La preocupación de Benedicto XVI en el tema del celibato, expresada en su contribución —más o menos extensa y atribuida, según la versión de uno u otros— en el libro calculadamente publicado con Sarah a comienzos de enero guardaría también relación con la apertura en curso de la Iglesia alemana, la más influyente y rica junto a la estadounidense. El cardenal Reinhard Marx, dimisionario presidente de la Conferencia Episcopal germana y cara visible de las reformas que ha intentado llevar a cabo Francisco desde su llegada al pontificado, emprendió un camino sinodal en el que se discuten hoy asuntos como el sacerdocio femenino o el propio celibato. Un avance que ha abierto también grietas en la Iglesia alemana, liderada en el otro bando por el arzobispo de Colonia, el poderoso cardenal Rainer Maria Woelki (creado por Ratzigner en 2013).

Una parte de ese sector conservador de la Iglesia, encarnado por otra figura de peso alemana, aplaudió ayer el documento papal tomándolo como una victoria.
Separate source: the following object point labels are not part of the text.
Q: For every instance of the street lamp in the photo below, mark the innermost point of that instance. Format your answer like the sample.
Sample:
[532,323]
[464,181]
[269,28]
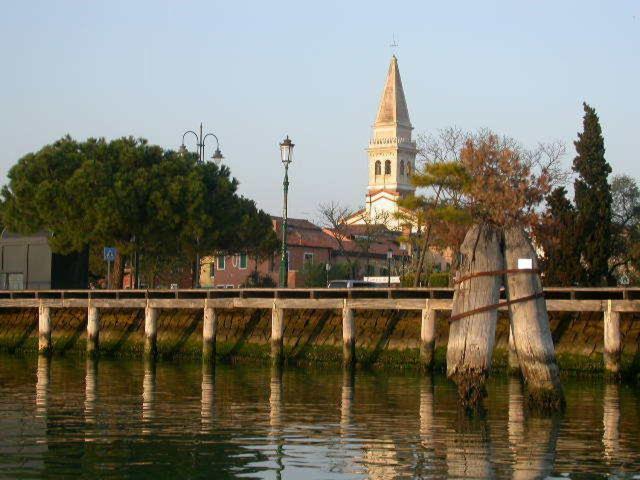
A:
[286,155]
[201,141]
[217,158]
[403,249]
El cardenal Gerhard Müller, despedido por Francisco en 2017 como prefecto para la Congregación de la Doctrina de la Fe y que desde entonces se ha convertido en uno de sus más firmes opositores, celebró un texto que calificó como “documento de reconciliación”. “Este texto podría tener el efecto reconciliador y la capacidad de reducir las facciones de la Iglesia, las fijaciones ideológicas o el peligro de disidencias resistencias internas”. Pero no está todo dicho.

La gran duda que genera a unos y otros la exhortación de Francisco en el tema de la ordenación de hombres casados es la aparente falta de continuidad con lo que la asamblea aprobó por mayoría y su nula mención en Querida Amazonía. El documento, según explicó el cardenal canadiense Michael Czerny, confiere una cierta “autoridad moral” a la recomendación de octubre de los obispos. Una manera, en suma, de dejar abierta la puerta en un futuro a dicha reforma sin tener que mojarse ahora. El historiador de la Iglesia Massimo Faggioli cree que eso es lo más extraño e importante. “No lo aprueba, pero lo mantiene a distancia. No se entiende cuál es el espacio que hay entre los dos documentos. El Papa decide suspender el juicio, ni abre ni cierra la puerta. Quizá porque el momento no está suficientemente maduro”, apunta.

Una de las cuestiones que plantea la ambigüedad del texto es si ha sido más o menos calculada. Faggioli cree que el Papa no la ha articulado así “por táctica”. “Francisco sabe que quien ha hecho oposición no dirá nada hoy, pero mañana volverá a empezar. No depende de esto. El problema es que hay una distancia evidente sobre lo que dijo el sínodo y lo que él dice ahora. Y esa distancia no está clara cómo será colmada”. Es probable, sin embargo, que se afronte a la velocidad habitual en una institución cuya unidad de medida ha sido siempre el siglo.